Ces derniers sont déjà en cours de déploiement, une flotte de 1700 appareils est d’ores et déjà à pied d’œuvre, eux qui peuvent livrer des courses alimentaires ou des petits articles très rapidement. Mais la start-up est aujourd’hui confrontée à un problème de taille. Réussir à faire rouler ces petits robots sur la route.
Pour le moment les engins de Starship Technologies se débrouillent très bien dans des quartiers piétons, comme des campus universitaires. Mais malgré leur automatisation avancée (stade 4 sur 5), ils n’ont jamais fait le grand saut vers la route et la circulation automobile qui en découle.
Afin de réussir à faire ce pas en avant, la start-up estonienne doit trouver des financements. Et c’est justement sur ce point qu’elle communique beaucoup aujourd’hui. Après avoir signé avec la banque européenne d’investissement, pour une somme de 50 millions d’euros, elle vient de clôturer un second tour de table auprès des investisseurs, récoltant 42 millions de dollars supplémentaires.
Des robots déjà bien réels
Si les levés de fonds sont un passage obligatoire pour toutes les start-up, Starship Technologies ne se présente pas comme un énième pari fou pris sur l’avenir, avec une entreprise aux ambitions démesurées, mais aux produits beaucoup moins concrets.

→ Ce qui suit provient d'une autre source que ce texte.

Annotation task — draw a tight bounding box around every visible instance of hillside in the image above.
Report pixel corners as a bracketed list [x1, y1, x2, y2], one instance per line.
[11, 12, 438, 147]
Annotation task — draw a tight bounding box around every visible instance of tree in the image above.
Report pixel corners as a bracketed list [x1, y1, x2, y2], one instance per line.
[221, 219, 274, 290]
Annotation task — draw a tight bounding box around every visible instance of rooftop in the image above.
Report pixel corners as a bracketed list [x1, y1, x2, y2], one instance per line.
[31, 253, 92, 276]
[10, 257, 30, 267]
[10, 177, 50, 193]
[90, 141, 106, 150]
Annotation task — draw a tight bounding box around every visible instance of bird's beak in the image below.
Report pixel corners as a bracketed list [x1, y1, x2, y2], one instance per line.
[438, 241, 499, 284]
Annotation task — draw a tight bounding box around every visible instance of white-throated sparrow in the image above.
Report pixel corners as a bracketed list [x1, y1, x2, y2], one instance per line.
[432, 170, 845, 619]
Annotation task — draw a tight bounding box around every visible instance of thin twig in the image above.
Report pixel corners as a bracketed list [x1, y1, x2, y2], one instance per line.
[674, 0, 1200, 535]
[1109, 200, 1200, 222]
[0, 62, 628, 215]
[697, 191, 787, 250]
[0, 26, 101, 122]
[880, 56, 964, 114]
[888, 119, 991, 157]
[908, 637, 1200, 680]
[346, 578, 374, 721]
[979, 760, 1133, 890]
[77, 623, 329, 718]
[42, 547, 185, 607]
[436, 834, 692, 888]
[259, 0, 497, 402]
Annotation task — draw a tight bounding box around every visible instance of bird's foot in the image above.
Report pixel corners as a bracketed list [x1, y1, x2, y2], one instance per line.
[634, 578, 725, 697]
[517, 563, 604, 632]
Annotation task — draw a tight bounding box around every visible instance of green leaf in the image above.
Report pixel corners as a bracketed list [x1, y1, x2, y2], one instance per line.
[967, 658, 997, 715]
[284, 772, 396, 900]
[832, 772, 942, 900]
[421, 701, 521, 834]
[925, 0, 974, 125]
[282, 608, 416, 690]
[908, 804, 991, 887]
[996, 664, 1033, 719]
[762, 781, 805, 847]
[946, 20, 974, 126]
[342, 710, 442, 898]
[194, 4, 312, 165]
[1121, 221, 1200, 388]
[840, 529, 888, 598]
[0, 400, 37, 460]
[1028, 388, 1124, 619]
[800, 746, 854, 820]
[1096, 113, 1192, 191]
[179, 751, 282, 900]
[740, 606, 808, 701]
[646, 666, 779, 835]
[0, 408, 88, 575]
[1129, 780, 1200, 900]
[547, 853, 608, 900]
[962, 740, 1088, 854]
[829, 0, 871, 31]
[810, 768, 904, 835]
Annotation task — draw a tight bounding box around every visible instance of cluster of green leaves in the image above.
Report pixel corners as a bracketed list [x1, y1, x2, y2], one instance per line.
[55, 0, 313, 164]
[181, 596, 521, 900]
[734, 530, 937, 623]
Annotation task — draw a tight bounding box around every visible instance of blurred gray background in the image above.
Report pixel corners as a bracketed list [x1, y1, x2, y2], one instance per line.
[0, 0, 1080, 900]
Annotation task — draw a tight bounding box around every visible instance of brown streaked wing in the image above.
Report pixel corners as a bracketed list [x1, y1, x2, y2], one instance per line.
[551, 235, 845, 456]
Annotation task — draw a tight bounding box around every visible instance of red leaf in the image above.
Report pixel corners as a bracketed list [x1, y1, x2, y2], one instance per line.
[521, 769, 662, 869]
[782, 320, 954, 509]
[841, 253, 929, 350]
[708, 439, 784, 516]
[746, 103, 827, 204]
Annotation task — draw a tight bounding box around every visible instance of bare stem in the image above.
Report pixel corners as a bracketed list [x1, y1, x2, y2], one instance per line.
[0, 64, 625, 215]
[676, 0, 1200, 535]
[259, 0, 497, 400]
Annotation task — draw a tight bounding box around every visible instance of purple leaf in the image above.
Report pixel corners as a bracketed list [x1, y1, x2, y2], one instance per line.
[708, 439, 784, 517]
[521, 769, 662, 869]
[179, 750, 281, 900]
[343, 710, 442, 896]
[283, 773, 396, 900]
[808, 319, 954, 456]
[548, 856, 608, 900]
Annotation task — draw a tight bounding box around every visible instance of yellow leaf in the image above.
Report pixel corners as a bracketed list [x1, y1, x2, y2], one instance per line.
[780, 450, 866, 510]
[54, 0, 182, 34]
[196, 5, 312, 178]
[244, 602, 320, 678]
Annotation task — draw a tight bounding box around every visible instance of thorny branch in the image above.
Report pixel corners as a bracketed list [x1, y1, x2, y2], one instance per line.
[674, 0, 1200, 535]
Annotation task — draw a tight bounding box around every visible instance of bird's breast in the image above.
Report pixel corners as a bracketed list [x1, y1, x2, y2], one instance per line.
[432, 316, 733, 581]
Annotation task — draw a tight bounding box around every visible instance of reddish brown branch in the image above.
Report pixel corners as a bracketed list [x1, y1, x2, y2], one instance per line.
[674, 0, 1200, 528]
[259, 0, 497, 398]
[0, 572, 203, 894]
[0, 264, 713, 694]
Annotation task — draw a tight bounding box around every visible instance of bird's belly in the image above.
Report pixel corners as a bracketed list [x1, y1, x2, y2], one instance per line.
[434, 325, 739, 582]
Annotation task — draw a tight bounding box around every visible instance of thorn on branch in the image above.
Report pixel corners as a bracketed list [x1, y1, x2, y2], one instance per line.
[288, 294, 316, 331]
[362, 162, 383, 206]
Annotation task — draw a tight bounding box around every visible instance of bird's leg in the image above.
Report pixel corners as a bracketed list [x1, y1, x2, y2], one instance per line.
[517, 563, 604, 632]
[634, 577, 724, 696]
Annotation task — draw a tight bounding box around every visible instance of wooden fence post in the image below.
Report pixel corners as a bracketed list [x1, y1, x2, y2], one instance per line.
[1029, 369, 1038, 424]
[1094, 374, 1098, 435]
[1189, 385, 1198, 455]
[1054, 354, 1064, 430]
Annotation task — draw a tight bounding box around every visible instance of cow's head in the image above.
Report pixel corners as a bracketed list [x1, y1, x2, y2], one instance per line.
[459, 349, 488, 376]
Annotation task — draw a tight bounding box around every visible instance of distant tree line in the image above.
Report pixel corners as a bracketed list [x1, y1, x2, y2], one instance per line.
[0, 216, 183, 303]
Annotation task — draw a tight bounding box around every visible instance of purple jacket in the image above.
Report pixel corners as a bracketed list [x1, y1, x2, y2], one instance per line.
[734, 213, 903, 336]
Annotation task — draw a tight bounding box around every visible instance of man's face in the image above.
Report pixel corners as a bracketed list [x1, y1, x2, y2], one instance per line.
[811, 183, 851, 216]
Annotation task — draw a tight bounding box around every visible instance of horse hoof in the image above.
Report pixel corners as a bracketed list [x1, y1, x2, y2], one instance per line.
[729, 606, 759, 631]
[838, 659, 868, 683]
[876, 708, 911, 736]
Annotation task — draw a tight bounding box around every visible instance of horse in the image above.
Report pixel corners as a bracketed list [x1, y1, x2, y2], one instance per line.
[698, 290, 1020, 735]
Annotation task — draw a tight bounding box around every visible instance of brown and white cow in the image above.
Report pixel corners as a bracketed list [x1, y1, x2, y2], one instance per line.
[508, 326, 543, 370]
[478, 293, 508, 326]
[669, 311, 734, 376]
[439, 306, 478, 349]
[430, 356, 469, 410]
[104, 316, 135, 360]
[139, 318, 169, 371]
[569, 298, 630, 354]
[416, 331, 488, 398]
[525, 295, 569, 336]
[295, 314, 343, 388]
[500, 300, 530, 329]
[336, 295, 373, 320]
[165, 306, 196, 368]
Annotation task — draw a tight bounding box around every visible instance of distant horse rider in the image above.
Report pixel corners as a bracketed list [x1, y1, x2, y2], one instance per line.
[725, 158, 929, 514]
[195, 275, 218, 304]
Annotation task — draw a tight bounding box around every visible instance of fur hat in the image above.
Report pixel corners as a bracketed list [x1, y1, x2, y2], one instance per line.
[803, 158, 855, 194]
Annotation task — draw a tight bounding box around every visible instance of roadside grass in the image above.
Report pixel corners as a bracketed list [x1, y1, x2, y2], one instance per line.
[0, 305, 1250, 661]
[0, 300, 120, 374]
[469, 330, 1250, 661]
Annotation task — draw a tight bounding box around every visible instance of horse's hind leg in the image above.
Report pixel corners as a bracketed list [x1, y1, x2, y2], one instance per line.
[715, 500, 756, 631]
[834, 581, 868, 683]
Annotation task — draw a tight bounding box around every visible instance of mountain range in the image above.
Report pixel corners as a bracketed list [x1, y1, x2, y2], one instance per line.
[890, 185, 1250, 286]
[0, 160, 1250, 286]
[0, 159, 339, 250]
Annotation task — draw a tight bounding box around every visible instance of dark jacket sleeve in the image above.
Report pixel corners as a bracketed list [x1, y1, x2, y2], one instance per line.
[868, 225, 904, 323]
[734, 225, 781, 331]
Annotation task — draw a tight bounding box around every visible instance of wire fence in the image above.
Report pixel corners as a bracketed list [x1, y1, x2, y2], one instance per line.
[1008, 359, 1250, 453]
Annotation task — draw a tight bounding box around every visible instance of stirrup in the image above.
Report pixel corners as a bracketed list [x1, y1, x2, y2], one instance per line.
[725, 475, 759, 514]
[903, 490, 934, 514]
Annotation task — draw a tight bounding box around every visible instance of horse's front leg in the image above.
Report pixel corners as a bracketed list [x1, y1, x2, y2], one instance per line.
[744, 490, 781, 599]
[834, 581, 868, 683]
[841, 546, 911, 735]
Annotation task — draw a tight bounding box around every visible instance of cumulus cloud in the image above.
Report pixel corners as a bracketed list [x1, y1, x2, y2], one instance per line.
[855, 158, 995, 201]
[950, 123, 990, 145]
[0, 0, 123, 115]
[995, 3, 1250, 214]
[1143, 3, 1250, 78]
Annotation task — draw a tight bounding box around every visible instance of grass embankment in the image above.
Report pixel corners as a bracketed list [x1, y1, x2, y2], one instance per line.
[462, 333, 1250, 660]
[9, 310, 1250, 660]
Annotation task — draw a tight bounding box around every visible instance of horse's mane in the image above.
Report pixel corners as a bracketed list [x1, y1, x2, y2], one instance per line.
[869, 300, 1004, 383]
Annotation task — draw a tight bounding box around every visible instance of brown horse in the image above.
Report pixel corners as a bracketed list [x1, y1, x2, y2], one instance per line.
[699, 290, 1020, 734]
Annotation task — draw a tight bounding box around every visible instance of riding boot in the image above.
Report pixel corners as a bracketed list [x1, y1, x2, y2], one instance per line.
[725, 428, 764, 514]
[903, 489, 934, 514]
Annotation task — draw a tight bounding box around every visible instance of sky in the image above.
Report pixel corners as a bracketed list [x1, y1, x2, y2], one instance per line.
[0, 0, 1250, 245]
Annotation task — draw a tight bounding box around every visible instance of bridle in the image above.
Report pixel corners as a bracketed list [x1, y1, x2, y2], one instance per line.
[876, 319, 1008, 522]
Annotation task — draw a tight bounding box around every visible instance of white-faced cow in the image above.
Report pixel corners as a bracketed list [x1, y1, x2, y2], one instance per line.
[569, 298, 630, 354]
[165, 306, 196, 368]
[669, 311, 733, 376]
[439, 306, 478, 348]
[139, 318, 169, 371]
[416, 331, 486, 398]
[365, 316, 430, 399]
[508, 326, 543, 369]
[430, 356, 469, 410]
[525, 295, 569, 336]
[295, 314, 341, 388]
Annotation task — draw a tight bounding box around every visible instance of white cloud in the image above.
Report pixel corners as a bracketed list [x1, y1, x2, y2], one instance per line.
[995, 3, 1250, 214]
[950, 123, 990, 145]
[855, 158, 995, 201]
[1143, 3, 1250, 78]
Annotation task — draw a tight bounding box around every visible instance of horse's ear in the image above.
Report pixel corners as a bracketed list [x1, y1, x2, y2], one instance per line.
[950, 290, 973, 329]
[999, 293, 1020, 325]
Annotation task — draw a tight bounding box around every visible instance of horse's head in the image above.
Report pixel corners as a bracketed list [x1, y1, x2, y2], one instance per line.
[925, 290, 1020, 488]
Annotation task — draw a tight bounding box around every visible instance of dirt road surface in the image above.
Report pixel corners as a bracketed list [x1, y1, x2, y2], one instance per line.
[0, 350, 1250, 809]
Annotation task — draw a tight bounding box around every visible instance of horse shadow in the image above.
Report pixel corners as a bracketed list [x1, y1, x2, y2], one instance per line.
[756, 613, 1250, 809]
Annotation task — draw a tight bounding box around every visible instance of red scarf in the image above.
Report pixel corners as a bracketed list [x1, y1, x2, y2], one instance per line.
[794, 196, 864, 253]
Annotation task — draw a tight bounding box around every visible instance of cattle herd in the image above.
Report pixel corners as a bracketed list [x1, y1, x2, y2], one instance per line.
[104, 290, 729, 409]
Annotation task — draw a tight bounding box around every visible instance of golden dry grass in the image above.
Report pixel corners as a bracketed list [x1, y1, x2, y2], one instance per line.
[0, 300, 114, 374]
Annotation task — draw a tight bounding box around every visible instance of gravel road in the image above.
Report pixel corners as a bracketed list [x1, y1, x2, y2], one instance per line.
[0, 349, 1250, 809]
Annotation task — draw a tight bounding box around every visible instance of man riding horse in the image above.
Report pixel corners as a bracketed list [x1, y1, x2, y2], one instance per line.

En effet, avec sa flotte de 1700 robots, l’entreprise est déjà très bien implantée, notamment aux États-Unis où elle vient de signer un nouveau partenariat avec deux universités de taille. La première est située en Caroline du Nord et l’autre dans le Dakota du Sud.
Aujourd’hui l’entreprise affiche un bilan de 10 000 livraisons par jour, ce qui lui permet d’avoir un coût de fonction par livraison inférieur à des entreprises employant des humains. Les bénéfices engendraient par l’utilisation des robots devraient donc être un plus non négligeable pour poursuivre le développement de la technologie de la société.
Prochaine étape : le passage sur la route ?
Alors que Starship TEchnollogies commence à faire beaucoup de bruit dans les campus américains, la jeune société estonienne espère pouvoir se développer et franchir le dernier grand pas qui lui reste à faire avant de concurrencer les livreurs humains : se rendre sur la route.
Pour se faire, les robots doivent décrocher le dernier grade d’automatisation possible, le 5e. Pour le moment aucun objet (civil) à quatre roues de l’a obtenu, il pourrait donc s’agir d’une grande première pour la société. Mais ce dernier ne sera pas simple à acquérir, et il faudra sûrement attendre encore des années avant que le « cerveau » des robots de Starship Technologies soit assez développé.
Pour le moment, les investisseurs craignent surtout que le développement de la technologie soit mis à l’arrêt par le conflit en Ukraine. En effet, basée en Estonie, la société est une voisine directe de la grande Russie qui pourrait essayer de récupérer le petit État balte, bien que ce dernier soit sous la protection de l’OTAN et de l’UE, deux organisations dont il fait partie.